While some gun activists are questioning the decision by U.S. District Judge Roger Benitez to grant a stay in the case of Duncan v. Becerra—the challenge to California’s magazine capacity limit—it may have been the best move for Golden State gun owners, and all it takes is a careful reading of the order to understand why.
Judge Benitez ruled on March 29 that California’s ban on large capacity magazines, as approved by voters with the passage of Proposition 63 in 2016 is unconstitutional. The state quickly appealed.
In granting the stay, which has an important caveat, Judge Benitez noted up front that California Attorney General Xavier Becerra “has not made a strong showing, to this Court, that he is likely to succeed on the merits.” However, by granting the conditional stay, Judge Benitez effectively headed off an appeal to the Ninth Circuit Court requesting an emergency stay pending appeal of the Benitez ruling last Friday. You can read the stay order here.
The Ninth Circuit could easily have granted the stay without the important condition that Judge Benitez included in his Thursday order.
And what is that important condition?
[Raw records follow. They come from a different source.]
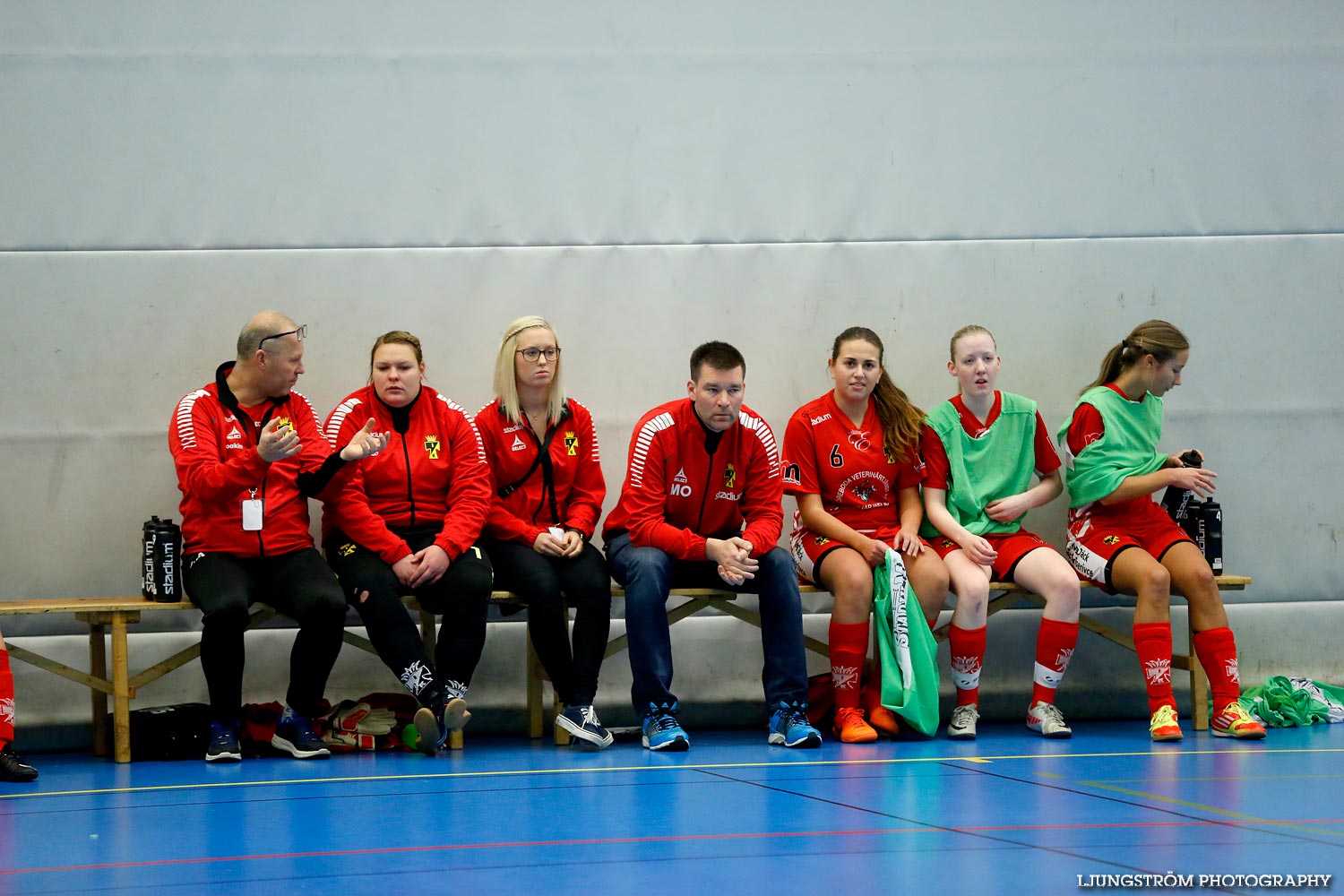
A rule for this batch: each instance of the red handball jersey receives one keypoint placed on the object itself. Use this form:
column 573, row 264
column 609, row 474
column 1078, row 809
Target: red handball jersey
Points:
column 937, row 470
column 847, row 466
column 566, row 487
column 1088, row 425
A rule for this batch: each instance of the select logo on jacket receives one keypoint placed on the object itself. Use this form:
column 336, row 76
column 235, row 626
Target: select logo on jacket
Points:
column 680, row 485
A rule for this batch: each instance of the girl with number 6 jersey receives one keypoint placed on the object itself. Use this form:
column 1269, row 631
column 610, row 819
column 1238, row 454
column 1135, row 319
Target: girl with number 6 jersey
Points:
column 852, row 463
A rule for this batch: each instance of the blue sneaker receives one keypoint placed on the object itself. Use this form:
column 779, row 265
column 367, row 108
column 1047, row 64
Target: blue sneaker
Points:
column 295, row 735
column 789, row 726
column 661, row 729
column 223, row 743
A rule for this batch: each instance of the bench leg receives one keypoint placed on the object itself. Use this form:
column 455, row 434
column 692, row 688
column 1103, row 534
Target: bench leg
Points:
column 535, row 697
column 121, row 689
column 97, row 699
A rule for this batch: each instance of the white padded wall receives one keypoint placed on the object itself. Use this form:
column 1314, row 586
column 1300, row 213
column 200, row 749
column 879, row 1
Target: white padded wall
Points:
column 187, row 124
column 650, row 177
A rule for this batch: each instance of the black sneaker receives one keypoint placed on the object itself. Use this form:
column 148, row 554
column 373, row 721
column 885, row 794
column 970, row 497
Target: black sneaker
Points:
column 13, row 769
column 223, row 743
column 295, row 735
column 581, row 721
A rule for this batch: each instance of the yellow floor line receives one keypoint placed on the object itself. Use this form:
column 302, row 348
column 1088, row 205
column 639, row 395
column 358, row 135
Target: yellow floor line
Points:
column 1212, row 810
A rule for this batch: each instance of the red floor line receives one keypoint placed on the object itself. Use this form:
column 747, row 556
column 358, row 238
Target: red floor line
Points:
column 647, row 840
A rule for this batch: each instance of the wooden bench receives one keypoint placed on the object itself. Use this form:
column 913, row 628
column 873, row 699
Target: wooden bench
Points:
column 112, row 616
column 1003, row 595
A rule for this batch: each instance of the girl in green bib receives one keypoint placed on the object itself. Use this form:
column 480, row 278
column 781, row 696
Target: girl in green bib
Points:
column 981, row 450
column 1124, row 541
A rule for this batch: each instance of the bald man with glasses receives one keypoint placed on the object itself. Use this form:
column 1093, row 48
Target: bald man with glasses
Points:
column 249, row 455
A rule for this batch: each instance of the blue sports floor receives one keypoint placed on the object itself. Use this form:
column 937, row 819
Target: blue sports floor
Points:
column 1010, row 813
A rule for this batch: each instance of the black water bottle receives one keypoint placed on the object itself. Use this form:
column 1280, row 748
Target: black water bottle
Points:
column 1211, row 521
column 167, row 562
column 1176, row 500
column 148, row 538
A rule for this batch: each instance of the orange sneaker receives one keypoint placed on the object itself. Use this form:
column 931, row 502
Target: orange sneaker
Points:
column 1164, row 726
column 1234, row 721
column 851, row 728
column 883, row 720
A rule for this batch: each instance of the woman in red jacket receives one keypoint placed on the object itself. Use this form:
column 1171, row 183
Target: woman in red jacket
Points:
column 11, row 767
column 548, row 492
column 408, row 522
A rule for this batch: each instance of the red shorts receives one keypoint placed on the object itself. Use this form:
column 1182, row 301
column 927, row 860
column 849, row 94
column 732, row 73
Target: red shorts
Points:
column 1011, row 547
column 808, row 548
column 1098, row 533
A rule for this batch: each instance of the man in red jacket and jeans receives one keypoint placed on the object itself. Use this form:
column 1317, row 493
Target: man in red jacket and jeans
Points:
column 702, row 506
column 249, row 455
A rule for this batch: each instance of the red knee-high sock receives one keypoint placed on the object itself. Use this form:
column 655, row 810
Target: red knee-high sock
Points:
column 1217, row 651
column 5, row 700
column 849, row 650
column 968, row 654
column 1054, row 649
column 1153, row 645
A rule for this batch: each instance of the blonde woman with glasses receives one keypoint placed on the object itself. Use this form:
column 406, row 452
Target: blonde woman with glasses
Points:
column 548, row 492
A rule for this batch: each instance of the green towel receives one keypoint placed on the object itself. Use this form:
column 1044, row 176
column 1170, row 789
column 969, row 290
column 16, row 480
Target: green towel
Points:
column 906, row 646
column 1287, row 702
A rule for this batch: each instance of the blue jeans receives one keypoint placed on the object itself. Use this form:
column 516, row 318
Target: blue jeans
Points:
column 648, row 573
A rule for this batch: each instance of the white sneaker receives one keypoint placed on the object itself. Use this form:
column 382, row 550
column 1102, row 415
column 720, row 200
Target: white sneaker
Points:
column 1046, row 718
column 962, row 723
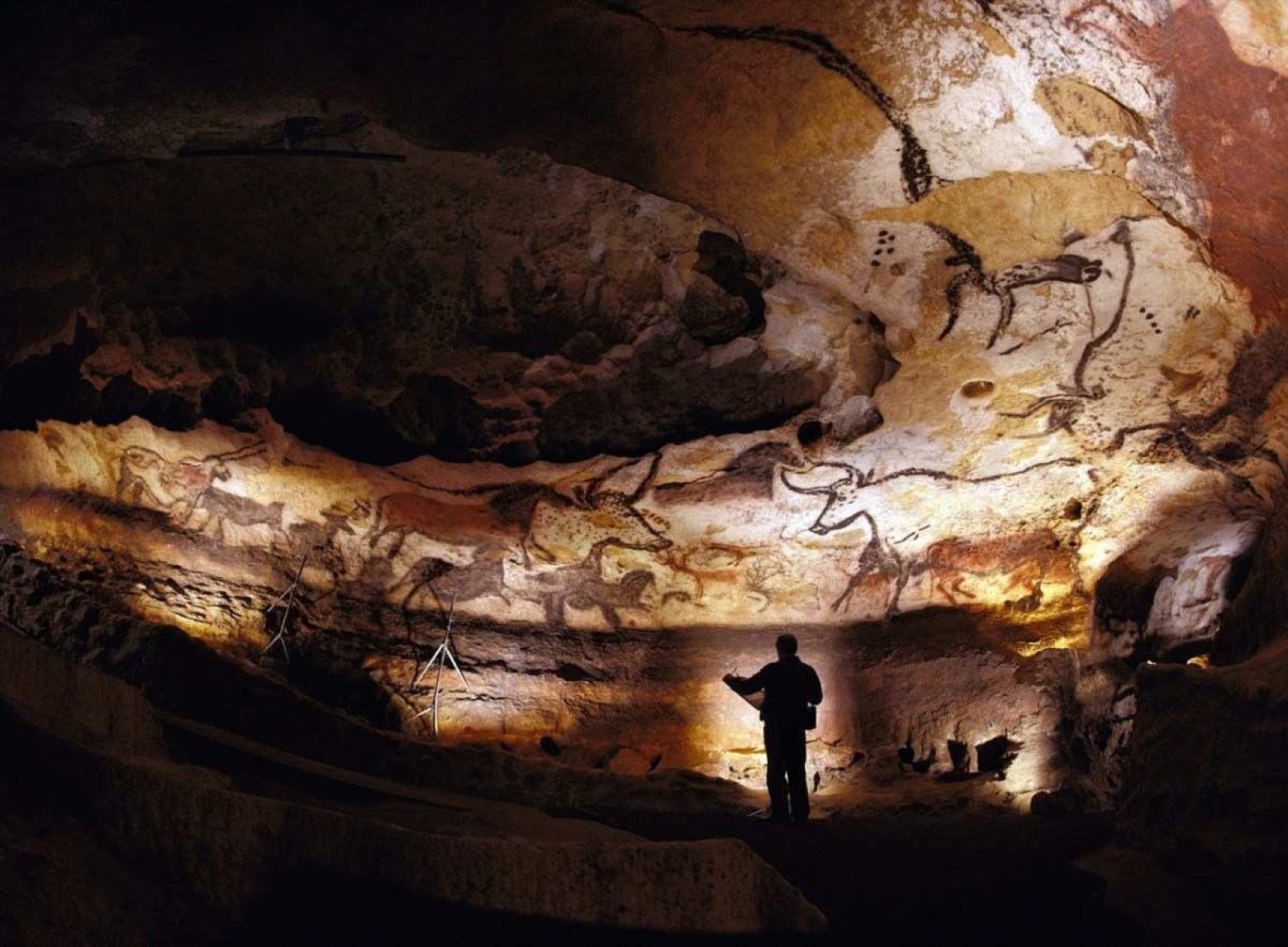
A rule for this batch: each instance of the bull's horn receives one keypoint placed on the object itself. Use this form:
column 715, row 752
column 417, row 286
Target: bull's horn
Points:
column 826, row 488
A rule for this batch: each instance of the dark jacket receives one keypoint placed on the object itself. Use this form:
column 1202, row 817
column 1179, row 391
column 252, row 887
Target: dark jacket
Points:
column 790, row 684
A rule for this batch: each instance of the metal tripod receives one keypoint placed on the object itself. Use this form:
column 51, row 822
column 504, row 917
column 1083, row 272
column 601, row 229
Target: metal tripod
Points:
column 440, row 656
column 285, row 601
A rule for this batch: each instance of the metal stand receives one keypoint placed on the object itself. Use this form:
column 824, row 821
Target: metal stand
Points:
column 285, row 601
column 440, row 656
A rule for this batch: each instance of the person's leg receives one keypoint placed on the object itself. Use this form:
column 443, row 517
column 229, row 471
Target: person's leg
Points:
column 776, row 773
column 794, row 754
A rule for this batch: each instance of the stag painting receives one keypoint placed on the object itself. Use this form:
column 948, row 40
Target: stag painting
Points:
column 174, row 487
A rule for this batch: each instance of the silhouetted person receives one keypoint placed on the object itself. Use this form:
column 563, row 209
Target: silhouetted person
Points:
column 790, row 686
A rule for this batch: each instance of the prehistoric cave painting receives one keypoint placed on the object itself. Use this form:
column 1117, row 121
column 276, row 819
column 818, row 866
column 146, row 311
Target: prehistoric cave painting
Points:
column 1025, row 560
column 218, row 508
column 772, row 578
column 320, row 539
column 750, row 476
column 1071, row 268
column 144, row 477
column 405, row 515
column 584, row 586
column 715, row 562
column 913, row 161
column 447, row 582
column 1063, row 409
column 845, row 499
column 568, row 530
column 878, row 561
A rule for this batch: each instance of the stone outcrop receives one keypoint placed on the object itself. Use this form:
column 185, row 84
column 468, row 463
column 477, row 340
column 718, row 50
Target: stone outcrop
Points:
column 161, row 814
column 1208, row 765
column 949, row 334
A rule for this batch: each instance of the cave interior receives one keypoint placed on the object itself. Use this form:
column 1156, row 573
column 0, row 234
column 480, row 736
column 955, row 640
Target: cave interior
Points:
column 410, row 413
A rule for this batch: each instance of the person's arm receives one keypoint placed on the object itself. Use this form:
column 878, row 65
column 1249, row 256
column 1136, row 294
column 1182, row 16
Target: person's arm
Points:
column 746, row 686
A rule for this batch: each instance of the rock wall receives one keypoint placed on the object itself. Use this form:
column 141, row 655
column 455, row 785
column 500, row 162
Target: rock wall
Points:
column 1208, row 764
column 654, row 328
column 230, row 848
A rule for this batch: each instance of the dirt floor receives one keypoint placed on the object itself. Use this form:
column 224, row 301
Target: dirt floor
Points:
column 921, row 877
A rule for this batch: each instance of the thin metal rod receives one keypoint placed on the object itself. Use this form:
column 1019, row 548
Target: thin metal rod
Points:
column 440, row 656
column 289, row 598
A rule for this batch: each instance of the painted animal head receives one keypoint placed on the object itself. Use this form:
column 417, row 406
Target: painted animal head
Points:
column 844, row 496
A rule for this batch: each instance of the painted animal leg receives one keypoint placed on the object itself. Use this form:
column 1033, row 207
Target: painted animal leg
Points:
column 1004, row 319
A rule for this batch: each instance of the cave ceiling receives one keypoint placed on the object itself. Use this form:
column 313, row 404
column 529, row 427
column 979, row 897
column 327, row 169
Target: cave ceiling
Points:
column 647, row 315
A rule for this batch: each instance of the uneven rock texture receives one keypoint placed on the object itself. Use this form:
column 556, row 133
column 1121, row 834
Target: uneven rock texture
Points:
column 630, row 334
column 1208, row 764
column 163, row 814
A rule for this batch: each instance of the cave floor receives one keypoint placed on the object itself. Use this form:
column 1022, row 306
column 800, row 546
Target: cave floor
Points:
column 927, row 873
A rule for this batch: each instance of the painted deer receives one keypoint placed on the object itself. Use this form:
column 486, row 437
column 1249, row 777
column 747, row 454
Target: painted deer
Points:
column 1025, row 560
column 173, row 487
column 568, row 530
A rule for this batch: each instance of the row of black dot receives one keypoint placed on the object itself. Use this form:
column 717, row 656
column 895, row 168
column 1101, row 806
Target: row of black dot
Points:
column 1149, row 319
column 886, row 245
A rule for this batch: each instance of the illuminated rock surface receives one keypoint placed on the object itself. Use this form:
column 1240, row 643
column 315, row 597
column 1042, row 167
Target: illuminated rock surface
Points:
column 948, row 335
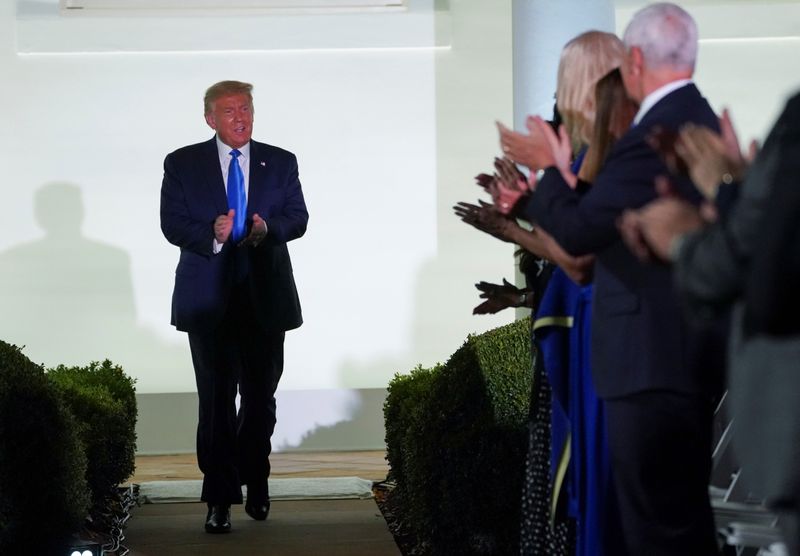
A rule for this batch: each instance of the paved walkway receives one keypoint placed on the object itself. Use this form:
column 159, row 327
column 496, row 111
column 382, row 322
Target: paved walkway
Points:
column 294, row 528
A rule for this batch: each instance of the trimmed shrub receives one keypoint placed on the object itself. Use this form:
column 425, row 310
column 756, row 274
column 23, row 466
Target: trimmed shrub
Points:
column 456, row 443
column 43, row 492
column 103, row 400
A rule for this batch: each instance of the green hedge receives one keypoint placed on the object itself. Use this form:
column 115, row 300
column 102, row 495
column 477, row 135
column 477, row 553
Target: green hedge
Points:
column 43, row 492
column 456, row 443
column 103, row 399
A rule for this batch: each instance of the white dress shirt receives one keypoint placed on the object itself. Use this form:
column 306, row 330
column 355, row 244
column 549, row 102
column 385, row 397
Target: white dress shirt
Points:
column 651, row 99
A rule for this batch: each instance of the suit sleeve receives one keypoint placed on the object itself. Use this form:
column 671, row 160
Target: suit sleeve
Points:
column 179, row 226
column 290, row 223
column 586, row 224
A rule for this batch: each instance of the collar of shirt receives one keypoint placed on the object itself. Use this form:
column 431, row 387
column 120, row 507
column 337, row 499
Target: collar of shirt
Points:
column 651, row 99
column 224, row 152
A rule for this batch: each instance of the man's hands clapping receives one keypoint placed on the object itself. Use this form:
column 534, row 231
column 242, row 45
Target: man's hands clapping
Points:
column 498, row 297
column 223, row 225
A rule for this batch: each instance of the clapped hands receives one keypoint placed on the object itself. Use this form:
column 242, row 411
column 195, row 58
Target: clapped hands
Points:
column 499, row 297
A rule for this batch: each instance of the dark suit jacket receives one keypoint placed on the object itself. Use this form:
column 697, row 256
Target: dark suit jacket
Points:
column 192, row 196
column 752, row 258
column 639, row 340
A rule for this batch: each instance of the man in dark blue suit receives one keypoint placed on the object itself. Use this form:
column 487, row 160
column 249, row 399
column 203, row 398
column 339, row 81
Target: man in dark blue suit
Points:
column 646, row 362
column 231, row 204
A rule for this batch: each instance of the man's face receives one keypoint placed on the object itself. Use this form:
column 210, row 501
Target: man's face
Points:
column 231, row 117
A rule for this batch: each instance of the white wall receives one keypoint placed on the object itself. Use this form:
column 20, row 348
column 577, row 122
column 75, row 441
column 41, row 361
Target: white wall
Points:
column 89, row 117
column 748, row 59
column 391, row 115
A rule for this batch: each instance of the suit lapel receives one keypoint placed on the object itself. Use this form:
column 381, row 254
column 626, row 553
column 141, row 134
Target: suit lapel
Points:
column 259, row 176
column 215, row 185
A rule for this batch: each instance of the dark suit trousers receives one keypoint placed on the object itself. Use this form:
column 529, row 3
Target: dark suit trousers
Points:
column 660, row 445
column 233, row 449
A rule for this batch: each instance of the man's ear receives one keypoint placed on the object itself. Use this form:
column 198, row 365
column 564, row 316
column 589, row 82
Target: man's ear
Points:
column 637, row 60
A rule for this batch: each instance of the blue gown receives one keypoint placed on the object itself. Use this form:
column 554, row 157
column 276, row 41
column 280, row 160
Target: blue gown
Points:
column 579, row 458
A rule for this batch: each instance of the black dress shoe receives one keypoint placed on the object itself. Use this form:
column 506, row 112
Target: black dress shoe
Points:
column 257, row 511
column 218, row 519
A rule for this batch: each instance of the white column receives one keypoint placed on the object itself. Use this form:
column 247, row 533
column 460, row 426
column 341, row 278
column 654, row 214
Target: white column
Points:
column 540, row 30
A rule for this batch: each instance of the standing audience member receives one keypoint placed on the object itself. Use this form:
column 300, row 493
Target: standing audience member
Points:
column 646, row 363
column 562, row 323
column 234, row 291
column 750, row 257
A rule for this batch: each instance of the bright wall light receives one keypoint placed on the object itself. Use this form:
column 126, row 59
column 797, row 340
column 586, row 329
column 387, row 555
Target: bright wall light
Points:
column 183, row 6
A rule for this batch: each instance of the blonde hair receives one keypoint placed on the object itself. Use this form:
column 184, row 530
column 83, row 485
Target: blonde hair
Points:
column 613, row 117
column 225, row 88
column 584, row 60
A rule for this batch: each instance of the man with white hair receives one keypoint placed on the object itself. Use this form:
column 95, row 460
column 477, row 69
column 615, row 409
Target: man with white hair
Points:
column 646, row 362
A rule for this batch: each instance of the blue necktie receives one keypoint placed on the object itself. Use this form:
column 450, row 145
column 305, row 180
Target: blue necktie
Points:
column 236, row 198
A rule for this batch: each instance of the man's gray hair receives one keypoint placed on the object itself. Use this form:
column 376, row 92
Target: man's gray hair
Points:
column 666, row 34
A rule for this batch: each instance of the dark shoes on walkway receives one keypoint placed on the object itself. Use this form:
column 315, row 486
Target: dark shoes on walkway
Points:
column 218, row 519
column 257, row 511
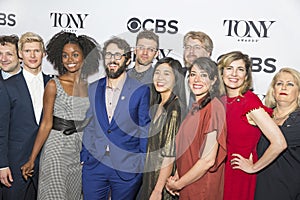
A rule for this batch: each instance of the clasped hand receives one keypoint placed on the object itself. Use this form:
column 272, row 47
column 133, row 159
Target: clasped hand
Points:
column 27, row 169
column 244, row 164
column 171, row 185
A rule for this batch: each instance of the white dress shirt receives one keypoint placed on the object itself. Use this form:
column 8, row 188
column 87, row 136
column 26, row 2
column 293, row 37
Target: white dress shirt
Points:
column 35, row 84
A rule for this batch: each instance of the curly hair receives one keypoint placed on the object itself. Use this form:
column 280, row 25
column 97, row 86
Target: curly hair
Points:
column 89, row 46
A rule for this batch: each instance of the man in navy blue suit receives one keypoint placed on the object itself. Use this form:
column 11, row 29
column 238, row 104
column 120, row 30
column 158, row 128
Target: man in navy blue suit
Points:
column 9, row 63
column 20, row 112
column 115, row 141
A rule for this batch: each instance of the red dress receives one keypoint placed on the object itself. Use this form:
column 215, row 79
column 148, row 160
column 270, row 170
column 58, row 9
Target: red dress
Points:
column 190, row 141
column 242, row 138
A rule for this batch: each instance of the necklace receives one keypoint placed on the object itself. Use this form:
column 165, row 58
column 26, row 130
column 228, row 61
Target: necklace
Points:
column 279, row 118
column 235, row 99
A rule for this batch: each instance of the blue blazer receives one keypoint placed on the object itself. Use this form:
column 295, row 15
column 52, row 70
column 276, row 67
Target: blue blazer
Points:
column 18, row 127
column 127, row 133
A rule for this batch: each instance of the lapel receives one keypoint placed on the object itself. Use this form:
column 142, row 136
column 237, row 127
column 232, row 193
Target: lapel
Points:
column 100, row 106
column 123, row 101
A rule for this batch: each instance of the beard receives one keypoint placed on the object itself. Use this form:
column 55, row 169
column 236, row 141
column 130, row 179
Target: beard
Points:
column 117, row 74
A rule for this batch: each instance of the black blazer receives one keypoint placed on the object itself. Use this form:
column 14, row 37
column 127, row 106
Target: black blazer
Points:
column 18, row 127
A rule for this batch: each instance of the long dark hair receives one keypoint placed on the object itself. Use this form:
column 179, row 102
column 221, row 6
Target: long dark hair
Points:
column 178, row 89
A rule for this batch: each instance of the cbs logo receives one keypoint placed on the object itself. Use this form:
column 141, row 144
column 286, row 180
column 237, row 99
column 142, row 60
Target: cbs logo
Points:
column 157, row 25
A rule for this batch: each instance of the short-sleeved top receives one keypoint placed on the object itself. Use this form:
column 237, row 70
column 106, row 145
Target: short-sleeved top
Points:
column 190, row 142
column 242, row 138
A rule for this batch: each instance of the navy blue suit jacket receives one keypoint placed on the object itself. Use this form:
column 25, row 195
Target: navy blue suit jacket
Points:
column 127, row 133
column 18, row 127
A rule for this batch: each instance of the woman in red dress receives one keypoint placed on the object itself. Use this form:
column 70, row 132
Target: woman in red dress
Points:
column 246, row 118
column 201, row 139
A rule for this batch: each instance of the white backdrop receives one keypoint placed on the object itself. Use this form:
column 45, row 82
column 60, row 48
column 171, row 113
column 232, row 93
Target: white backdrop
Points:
column 268, row 31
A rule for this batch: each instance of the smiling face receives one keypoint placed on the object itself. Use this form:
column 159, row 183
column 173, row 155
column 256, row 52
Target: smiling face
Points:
column 199, row 82
column 114, row 67
column 145, row 51
column 234, row 76
column 164, row 78
column 9, row 61
column 193, row 49
column 72, row 57
column 285, row 89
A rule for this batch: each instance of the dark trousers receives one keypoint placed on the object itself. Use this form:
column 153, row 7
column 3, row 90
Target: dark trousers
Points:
column 100, row 181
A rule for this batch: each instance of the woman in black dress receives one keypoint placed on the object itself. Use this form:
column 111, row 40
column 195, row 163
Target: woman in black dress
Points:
column 281, row 179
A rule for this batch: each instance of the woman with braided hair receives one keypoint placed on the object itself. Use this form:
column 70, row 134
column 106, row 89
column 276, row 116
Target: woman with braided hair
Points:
column 65, row 104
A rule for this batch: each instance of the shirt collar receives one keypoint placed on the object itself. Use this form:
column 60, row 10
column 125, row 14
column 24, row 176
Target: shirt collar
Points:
column 120, row 83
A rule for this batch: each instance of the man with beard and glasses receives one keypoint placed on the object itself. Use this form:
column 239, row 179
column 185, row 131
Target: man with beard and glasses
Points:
column 196, row 44
column 146, row 50
column 115, row 141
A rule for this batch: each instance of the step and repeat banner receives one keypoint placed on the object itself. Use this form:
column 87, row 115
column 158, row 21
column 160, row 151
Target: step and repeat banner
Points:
column 268, row 31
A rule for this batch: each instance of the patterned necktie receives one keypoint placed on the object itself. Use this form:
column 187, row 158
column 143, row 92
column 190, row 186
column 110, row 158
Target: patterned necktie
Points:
column 37, row 98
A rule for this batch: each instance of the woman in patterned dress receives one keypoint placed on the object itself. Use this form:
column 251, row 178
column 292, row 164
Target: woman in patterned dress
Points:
column 65, row 104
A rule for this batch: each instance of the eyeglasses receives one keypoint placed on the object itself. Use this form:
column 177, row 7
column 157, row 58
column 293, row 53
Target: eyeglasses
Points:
column 149, row 49
column 194, row 48
column 117, row 56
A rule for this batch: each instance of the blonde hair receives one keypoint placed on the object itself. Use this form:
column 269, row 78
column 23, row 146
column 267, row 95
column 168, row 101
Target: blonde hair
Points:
column 226, row 59
column 270, row 100
column 30, row 37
Because Californians began immediately buying large capacity magazines (LCM), and sales have continued this week, Judge Benitez ruled that, “the State of California and the law enforcement agencies therein will remain enjoined (or prevented) from enforcing Calif. Penal Code § 32310 (c) and (d) which would have criminalized the simple possession of a firearm magazine able to hold more than 10 rounds and required disposing of such magazines. This will also continue until the appeal proceedings conclude or the stay is modified or lifted.”
Judge Benitez’ order also notes that “the permanent injunction enjoining enforcement of California Penal Code § 32310 (a) and (b) shall remain in effect for those persons and business entities who have manufactured, imported, sold, or bought magazines able to hold more than 10 rounds between the entry of this Court’s injunction on March 29, 2019 and 5:00 p.m., Friday, April 5, 2019.”
Translation: The stay doesn’t take effect until 5 p.m. Friday, April 5, and magazines manufactured and sold between March 29 and that moment of the stay’s effectiveness appear to be protected.
As noted in an alert from the California Rifle & Pistol Association (CRPA), “(The) ruling stays enforcement of the injunction as applied to the restrictions against the manufacture, importation, sale, transfer, and receipt of so-called “large-capacity” magazines, as of 5 p.m. (Friday, April 5). In other words, those restrictions will once again be enforceable after that time. But the ruling also clarifies that the injunction against those restrictions will remain in effect ‘for those persons and business entities who have manufactured, imported, sold, or bought magazines able to hold more than 10 rounds between the entry of this Court’s injunction on March 29, 2019 and 5:00 p.m., Friday, April 5, 2019.’”
“Additionally,” according to the CRPA alert, “the ruling also makes clear that the preliminary injunction issued in July 2017, which prohibited the enforcement of the ‘possession’ restriction enacted by Proposition 63 and Senate Bill 1446 will remain in effect during the appeal. In other words, California residents who lawfully possess magazines capable of holding more than 10 rounds may continue to possess them while the case is appealed.”
The alert further advised “that anyone who possesses one of the magazines in California refuse to talk to law enforcement if asked about their magazine.”
That said, it may be a good idea for anyone who purchased one or more LCMs during the week to keep a dated sales slip.
A history of the court case can be found here, courtesy of veteran California gun rights attorney Chuck Michel.
In a telephone interview, he told Liberty Park Press that CRPA has spearheaded this case and that the victory, despite the subsequent stay by Judge Benitez, is “big.”